Patchwork [02,of,11,V2] util: replace 'ellipsis' implementation by 'encoding.trim'

login
register
mail settings
Submitter Katsunori FUJIWARA
Date July 5, 2014, 6 p.m.
Message ID <d8ef3634ea3d248fca19.1404583201@feefifofum>
Download mbox | patch
Permalink /patch/5106/
State Accepted
Commit 86c2d792a4b782a379ebf4f71d2267af1df681a1
Headers show

Comments

Katsunori FUJIWARA - July 5, 2014, 6 p.m.
# HG changeset patch
# User FUJIWARA Katsunori <foozy@lares.dti.ne.jp>
# Date 1404583001 -32400
#      Sun Jul 06 02:56:41 2014 +0900
# Node ID d8ef3634ea3d248fca19054f8c3af06e622eb575
# Parent  fd924cea4eb92cd9445f3e370346f1eaee0647ac
util: replace 'ellipsis' implementation by 'encoding.trim'

Before this patch, 'util.ellipsis' tried to avoid splitting at
intermediate multi-byte sequence, but its implementation was incorrect.

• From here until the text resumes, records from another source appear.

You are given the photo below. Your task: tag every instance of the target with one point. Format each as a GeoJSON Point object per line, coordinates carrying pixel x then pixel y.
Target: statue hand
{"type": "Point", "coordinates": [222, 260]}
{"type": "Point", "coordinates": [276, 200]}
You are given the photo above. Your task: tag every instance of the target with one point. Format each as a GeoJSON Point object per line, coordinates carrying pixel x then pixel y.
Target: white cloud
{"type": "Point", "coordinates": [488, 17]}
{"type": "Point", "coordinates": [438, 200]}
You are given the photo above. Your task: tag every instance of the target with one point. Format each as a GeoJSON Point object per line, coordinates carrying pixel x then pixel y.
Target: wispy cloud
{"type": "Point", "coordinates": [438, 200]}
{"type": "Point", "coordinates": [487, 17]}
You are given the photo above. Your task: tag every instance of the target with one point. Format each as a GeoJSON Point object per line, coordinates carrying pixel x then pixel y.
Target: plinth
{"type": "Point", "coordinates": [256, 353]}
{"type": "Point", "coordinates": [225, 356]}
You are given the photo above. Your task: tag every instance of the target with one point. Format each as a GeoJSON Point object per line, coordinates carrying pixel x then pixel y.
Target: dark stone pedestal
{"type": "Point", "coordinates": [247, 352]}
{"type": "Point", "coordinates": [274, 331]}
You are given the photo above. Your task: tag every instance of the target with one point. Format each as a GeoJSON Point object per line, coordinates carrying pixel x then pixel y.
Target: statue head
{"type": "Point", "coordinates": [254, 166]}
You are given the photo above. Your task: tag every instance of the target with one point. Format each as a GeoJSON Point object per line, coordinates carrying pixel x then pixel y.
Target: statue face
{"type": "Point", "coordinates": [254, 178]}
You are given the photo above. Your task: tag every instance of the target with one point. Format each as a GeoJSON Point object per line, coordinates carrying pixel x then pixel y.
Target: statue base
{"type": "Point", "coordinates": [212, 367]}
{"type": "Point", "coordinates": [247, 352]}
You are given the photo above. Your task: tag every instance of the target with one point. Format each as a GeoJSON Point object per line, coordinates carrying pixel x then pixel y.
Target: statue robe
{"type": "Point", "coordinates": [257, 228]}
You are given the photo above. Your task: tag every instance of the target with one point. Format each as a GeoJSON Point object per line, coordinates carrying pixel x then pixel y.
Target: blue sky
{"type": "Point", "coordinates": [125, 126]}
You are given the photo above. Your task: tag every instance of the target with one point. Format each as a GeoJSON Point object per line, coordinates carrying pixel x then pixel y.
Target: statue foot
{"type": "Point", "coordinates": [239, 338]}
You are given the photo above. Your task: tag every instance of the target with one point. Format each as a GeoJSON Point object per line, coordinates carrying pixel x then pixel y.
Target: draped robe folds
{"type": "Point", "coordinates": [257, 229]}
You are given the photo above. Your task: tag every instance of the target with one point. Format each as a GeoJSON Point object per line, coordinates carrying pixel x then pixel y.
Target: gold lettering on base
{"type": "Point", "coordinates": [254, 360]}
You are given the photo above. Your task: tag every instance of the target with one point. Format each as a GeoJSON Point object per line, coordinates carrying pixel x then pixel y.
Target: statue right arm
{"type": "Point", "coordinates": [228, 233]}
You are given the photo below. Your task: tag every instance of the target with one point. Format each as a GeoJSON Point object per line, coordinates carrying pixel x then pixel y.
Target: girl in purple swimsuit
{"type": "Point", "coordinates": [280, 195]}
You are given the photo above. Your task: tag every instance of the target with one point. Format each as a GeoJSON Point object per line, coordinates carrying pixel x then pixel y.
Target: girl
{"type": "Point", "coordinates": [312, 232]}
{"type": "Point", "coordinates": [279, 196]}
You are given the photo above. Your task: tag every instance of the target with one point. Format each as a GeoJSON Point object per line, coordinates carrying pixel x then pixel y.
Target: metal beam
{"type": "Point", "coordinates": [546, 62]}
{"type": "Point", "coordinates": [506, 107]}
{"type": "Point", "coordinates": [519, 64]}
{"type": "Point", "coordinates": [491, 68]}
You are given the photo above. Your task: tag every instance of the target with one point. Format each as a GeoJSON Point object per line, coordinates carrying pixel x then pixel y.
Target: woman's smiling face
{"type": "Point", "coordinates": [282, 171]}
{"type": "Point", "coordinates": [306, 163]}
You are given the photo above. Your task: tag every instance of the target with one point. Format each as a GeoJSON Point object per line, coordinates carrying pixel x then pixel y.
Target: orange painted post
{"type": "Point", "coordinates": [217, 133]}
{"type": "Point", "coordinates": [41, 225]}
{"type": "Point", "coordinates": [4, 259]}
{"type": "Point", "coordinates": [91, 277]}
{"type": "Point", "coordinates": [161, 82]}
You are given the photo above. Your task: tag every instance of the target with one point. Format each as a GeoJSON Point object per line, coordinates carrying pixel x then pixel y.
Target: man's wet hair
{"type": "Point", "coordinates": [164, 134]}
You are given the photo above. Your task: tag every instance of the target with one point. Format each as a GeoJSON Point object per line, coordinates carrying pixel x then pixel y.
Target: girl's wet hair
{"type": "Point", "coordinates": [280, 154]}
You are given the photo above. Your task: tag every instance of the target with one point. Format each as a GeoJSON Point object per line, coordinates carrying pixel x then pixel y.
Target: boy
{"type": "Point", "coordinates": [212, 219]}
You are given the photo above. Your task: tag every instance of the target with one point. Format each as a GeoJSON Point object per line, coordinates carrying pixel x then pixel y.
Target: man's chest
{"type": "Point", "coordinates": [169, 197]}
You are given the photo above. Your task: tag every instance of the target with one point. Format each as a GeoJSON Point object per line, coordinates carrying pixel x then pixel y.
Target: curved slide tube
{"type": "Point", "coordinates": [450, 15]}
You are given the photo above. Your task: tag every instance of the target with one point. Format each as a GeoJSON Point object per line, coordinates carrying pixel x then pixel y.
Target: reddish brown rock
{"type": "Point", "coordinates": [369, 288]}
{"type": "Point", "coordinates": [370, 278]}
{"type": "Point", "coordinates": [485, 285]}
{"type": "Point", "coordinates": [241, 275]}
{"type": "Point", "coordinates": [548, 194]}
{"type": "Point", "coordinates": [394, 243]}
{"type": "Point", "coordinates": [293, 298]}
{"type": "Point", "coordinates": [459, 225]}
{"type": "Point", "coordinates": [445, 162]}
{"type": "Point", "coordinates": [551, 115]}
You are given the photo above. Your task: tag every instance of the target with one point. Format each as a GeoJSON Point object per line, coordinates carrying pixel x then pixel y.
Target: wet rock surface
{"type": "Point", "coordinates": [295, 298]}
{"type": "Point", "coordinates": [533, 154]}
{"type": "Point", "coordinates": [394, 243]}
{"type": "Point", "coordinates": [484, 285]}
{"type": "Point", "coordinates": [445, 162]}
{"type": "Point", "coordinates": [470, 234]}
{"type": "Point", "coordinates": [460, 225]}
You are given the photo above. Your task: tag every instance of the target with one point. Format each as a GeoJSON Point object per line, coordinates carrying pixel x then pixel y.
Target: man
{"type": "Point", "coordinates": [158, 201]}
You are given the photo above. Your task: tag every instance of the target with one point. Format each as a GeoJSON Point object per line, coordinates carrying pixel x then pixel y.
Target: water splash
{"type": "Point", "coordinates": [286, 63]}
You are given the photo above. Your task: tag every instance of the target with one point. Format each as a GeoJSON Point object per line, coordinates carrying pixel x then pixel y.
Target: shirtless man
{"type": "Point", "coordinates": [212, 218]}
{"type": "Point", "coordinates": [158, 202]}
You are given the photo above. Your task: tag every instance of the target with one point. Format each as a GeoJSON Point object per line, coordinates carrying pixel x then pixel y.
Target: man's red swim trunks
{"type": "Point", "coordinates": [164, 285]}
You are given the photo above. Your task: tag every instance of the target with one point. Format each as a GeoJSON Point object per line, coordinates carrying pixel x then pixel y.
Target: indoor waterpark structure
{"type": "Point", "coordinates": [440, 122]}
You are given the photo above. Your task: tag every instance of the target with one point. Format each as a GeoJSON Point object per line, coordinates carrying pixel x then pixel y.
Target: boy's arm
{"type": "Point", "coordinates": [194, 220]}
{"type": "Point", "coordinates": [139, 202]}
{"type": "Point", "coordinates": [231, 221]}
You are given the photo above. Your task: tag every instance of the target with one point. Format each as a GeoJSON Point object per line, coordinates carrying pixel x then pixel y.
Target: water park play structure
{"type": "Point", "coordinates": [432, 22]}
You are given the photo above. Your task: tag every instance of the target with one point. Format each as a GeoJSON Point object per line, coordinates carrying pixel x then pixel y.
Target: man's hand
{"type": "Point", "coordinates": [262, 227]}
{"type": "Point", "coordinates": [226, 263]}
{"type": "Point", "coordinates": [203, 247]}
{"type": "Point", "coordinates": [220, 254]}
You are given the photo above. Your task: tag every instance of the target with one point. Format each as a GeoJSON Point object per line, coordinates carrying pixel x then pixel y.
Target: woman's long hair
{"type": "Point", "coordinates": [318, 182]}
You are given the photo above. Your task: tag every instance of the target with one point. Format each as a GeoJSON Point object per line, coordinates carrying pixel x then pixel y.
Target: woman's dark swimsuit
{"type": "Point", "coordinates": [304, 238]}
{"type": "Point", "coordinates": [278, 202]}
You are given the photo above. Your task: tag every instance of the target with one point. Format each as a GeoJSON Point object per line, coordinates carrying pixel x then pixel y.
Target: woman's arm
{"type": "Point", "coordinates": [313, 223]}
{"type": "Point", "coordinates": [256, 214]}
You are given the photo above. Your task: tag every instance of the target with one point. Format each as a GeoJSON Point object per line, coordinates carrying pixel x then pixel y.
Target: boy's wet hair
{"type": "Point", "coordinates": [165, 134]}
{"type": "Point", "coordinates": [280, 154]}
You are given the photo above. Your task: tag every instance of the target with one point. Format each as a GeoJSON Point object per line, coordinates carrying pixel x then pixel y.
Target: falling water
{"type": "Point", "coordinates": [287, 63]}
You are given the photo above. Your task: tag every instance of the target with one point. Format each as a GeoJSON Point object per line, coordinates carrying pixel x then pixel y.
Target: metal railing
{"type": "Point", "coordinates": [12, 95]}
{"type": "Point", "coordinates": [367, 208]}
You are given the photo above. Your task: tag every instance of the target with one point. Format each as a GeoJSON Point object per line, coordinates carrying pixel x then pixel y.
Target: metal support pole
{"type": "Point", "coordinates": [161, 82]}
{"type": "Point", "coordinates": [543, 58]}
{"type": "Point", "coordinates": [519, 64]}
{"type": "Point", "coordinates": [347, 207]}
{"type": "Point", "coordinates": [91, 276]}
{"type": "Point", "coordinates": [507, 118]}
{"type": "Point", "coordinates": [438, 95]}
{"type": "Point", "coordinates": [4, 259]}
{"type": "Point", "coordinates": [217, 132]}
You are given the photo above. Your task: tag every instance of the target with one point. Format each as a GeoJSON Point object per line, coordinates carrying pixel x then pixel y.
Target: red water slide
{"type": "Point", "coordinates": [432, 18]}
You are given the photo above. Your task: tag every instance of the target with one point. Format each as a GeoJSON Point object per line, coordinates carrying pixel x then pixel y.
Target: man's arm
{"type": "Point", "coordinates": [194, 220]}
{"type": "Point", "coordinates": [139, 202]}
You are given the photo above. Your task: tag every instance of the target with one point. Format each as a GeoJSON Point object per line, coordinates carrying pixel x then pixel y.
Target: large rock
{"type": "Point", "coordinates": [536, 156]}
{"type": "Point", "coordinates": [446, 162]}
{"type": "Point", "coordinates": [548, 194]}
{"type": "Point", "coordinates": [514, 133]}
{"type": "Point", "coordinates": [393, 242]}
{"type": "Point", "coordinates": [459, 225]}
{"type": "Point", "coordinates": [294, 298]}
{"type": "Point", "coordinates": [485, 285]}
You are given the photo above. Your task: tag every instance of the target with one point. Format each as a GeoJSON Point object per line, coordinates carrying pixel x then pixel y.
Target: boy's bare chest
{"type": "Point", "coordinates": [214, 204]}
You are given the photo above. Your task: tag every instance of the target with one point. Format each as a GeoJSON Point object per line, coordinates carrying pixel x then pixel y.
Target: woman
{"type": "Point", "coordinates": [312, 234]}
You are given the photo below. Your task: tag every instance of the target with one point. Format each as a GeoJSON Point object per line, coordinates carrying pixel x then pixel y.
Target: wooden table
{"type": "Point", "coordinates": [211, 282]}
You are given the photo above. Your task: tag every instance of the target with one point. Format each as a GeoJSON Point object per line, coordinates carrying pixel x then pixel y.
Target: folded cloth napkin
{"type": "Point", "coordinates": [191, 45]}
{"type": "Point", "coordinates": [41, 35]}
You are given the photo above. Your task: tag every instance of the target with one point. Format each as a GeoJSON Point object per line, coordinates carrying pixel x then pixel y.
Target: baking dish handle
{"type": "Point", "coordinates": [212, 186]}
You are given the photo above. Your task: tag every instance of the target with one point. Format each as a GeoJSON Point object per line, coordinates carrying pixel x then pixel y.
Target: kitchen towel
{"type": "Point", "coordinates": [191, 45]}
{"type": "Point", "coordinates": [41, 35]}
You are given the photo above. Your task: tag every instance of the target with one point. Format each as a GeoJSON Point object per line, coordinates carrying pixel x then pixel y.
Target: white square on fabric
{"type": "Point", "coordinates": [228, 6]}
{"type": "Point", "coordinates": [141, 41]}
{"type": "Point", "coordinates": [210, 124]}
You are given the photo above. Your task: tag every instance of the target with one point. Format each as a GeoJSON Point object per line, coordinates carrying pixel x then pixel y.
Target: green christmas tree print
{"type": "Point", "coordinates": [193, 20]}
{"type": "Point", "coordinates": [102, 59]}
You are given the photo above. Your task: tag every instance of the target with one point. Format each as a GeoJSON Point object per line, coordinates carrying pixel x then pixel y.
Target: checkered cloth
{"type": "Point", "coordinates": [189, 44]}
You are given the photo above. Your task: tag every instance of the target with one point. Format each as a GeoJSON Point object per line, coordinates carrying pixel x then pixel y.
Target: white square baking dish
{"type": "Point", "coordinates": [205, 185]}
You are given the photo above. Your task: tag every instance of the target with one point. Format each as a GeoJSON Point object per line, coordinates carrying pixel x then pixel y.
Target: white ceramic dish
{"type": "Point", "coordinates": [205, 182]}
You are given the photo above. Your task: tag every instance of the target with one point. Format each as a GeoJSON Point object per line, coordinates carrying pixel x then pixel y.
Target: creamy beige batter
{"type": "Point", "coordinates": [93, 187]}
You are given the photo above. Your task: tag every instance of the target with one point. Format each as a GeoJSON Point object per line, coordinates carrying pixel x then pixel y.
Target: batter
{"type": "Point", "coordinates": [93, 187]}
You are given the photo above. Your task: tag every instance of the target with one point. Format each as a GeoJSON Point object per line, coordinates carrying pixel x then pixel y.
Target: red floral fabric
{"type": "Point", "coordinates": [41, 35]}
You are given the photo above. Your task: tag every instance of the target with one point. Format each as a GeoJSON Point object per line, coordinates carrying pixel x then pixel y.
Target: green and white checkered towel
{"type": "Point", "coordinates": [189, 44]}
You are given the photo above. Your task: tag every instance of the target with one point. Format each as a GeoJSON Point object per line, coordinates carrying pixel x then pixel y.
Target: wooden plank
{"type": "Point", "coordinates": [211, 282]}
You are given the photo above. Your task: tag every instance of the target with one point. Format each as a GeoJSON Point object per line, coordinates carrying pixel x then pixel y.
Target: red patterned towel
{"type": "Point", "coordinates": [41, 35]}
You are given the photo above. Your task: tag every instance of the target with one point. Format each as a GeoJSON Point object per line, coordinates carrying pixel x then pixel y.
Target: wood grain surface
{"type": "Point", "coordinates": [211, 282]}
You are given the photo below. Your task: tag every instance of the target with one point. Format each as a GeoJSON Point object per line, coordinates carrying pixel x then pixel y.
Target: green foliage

Internal function '_ellipsis' trims specified unicode sequence not at
most maxlength 'columns in display', but at most maxlength number of
'unicode characters'.

    def _ellipsis(text, maxlength):
        if len(text) <= maxlength:
            return text, False
        else:
            return "%s..." % (text[:maxlength - 3]), True

In many encodings, number of unicode characters can be different from
columns in display.

This patch replaces 'ellipsis' implementation by 'encoding.trim',
which can trim string at most maxlength columns in display correctly,
even though specified string contains multi-byte characters.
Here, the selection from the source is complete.